The result of this mission was exceptional: the Museum of Natural History received first-class geological, plant and animal samples, more of 200 banners and paintings, the thousands of currencies were deposited in the Louvre (before being transferred to the Guimet Museum in 1945 -- 1946); finally, the department of the Manuscripts of the National Library collected more than 6000 handwritten and some printed matters previous to 1035, in Chinese, Tibetan, koutchéen, Sanskrit, Uighur, and sogdien Khotanese.

They testify in a vivid manner of the wealth of the cultural, religious and commercial exchanges that enlivened the Road of Silk. She was at a time a way of penetration of the religions (notably of the Buddhism) to the confluence of the civilizations complicates, Indian, Tibetan, Persian and a place of blossoming of a culture whose wealth does not surprise us to quit and to dazzle us.

The political storms and the wars of the twentieth century delayed the conservation and the cataloging of the collections of Dunhuang, and returned the even more complex access of it. The International Dunhuang Project (IDP) is born in 1994 in the will of the institutions of depositories to work together to federate the collections. They decided to throw a vast high-quality digitalization program, to coordinate the works of the international teams of curators, cataloguers and researchers, and finally to use the technologies (then all news) of the Internet.

This program made the object, notably, of a help of the Andrew W. Foundation Mellon, that financed the digitalization of the manuscripts and objects, the cataloging and the creation of the data base and the web site.

It is in the setting of the missions of the IDP that the British Library, the National Library of France and the associated Guimet Museum in October 2007 to deposit an European project, IDP-CREA title, by the European Commission in the setting of the call to proposals of the Culture Program 2007-2011.

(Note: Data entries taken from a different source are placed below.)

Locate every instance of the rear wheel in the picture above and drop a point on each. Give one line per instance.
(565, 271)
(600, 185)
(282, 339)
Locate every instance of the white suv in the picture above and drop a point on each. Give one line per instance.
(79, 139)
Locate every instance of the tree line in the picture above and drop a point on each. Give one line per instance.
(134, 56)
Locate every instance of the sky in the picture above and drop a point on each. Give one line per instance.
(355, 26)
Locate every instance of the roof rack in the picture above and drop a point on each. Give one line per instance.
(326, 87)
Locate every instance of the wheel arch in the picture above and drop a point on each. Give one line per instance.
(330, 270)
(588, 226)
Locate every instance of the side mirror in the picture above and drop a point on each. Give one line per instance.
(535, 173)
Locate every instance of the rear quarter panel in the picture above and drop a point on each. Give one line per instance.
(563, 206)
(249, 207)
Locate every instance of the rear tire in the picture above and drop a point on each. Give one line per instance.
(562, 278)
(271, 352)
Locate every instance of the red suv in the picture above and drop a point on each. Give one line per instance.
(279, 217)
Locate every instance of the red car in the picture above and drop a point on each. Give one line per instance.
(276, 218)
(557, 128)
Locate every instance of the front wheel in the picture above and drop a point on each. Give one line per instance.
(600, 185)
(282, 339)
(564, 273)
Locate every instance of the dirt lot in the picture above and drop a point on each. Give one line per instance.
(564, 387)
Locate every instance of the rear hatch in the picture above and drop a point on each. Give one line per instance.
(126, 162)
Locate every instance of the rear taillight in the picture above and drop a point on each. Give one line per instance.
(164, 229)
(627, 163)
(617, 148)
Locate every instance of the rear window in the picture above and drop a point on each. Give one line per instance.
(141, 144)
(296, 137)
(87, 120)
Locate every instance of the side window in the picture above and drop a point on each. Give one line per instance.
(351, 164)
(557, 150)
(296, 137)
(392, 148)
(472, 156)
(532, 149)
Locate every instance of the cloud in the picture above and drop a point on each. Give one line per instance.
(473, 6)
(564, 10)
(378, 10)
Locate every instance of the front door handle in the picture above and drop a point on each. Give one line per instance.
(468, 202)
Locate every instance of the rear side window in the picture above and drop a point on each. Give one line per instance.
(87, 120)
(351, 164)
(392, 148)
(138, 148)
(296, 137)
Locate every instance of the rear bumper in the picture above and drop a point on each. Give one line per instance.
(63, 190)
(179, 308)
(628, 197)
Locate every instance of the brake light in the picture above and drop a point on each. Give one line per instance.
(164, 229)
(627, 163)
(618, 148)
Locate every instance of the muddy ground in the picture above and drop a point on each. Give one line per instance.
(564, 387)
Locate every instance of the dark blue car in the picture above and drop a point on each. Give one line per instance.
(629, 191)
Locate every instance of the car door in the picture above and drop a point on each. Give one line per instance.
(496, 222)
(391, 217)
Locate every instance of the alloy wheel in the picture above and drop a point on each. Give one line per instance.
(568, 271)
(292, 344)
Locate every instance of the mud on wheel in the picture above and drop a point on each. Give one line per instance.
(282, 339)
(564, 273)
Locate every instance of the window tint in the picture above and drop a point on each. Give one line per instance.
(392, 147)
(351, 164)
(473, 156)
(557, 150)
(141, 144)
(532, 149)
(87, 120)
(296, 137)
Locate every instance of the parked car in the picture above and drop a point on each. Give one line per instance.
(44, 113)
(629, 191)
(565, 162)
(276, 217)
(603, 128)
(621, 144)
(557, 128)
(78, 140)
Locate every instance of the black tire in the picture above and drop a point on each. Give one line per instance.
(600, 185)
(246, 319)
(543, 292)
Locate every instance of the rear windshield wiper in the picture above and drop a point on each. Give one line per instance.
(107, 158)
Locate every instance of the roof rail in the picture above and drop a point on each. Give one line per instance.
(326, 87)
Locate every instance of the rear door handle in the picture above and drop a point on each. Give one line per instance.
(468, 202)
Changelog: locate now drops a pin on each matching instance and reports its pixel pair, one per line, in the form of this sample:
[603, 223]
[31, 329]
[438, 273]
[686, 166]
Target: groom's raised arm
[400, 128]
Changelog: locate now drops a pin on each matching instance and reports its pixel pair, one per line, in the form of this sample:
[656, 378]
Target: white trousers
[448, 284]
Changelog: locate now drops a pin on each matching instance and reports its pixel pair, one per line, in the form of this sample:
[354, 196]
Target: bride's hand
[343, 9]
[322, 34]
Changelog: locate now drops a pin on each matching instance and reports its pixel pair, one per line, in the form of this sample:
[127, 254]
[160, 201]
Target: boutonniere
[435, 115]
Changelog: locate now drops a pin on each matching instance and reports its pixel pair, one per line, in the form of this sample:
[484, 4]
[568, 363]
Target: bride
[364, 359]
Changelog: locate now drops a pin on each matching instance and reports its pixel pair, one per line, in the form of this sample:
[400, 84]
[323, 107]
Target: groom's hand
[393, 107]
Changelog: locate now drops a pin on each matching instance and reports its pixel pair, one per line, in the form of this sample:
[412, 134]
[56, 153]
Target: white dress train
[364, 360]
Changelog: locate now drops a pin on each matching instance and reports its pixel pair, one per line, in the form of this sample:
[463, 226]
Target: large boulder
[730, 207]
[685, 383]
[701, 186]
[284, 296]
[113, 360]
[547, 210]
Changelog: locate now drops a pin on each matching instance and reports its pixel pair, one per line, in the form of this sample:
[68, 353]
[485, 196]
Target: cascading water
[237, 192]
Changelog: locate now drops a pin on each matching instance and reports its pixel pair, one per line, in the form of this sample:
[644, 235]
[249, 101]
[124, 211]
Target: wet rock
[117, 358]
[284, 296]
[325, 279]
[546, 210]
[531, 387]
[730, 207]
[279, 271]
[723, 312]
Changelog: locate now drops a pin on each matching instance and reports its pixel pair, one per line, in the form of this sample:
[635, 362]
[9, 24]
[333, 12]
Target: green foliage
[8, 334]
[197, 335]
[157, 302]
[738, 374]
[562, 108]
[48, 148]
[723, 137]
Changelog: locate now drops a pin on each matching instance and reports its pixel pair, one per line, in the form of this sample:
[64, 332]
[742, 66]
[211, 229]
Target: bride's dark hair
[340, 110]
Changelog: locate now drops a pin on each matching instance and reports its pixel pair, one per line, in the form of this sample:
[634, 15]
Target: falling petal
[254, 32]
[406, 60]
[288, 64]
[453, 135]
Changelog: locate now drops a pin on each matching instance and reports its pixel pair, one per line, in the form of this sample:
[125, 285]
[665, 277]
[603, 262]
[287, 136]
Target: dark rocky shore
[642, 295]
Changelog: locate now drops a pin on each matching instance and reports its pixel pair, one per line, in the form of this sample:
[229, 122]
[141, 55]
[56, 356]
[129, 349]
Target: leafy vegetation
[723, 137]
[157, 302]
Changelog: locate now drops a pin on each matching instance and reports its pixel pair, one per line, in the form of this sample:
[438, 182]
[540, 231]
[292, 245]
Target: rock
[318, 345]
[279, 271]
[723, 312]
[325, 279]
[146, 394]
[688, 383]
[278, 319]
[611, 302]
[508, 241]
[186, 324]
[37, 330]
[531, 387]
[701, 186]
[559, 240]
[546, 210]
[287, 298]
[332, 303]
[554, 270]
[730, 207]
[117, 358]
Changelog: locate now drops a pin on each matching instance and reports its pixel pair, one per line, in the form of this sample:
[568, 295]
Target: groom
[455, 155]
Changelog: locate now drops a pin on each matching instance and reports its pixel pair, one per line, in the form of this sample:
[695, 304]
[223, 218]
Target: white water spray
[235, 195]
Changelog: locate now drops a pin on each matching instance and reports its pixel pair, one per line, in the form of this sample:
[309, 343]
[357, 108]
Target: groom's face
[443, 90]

The priority objective was to give more visibility to the pictures of the BnF and the Guimet Museum, in the digital setting of the International Dunhuang Project with the help of the American Foundation Andrew W. Mellon. 60,000 euros have been cleared thus for the creation of a website dedicated to the collections of Dunhuang kept in France. This server is joined in network with those of London, St Petersburg, Berlin and Peking, and permits to have access simultaneously to the set of the data concerning the heritage of the Silk Road henceforth.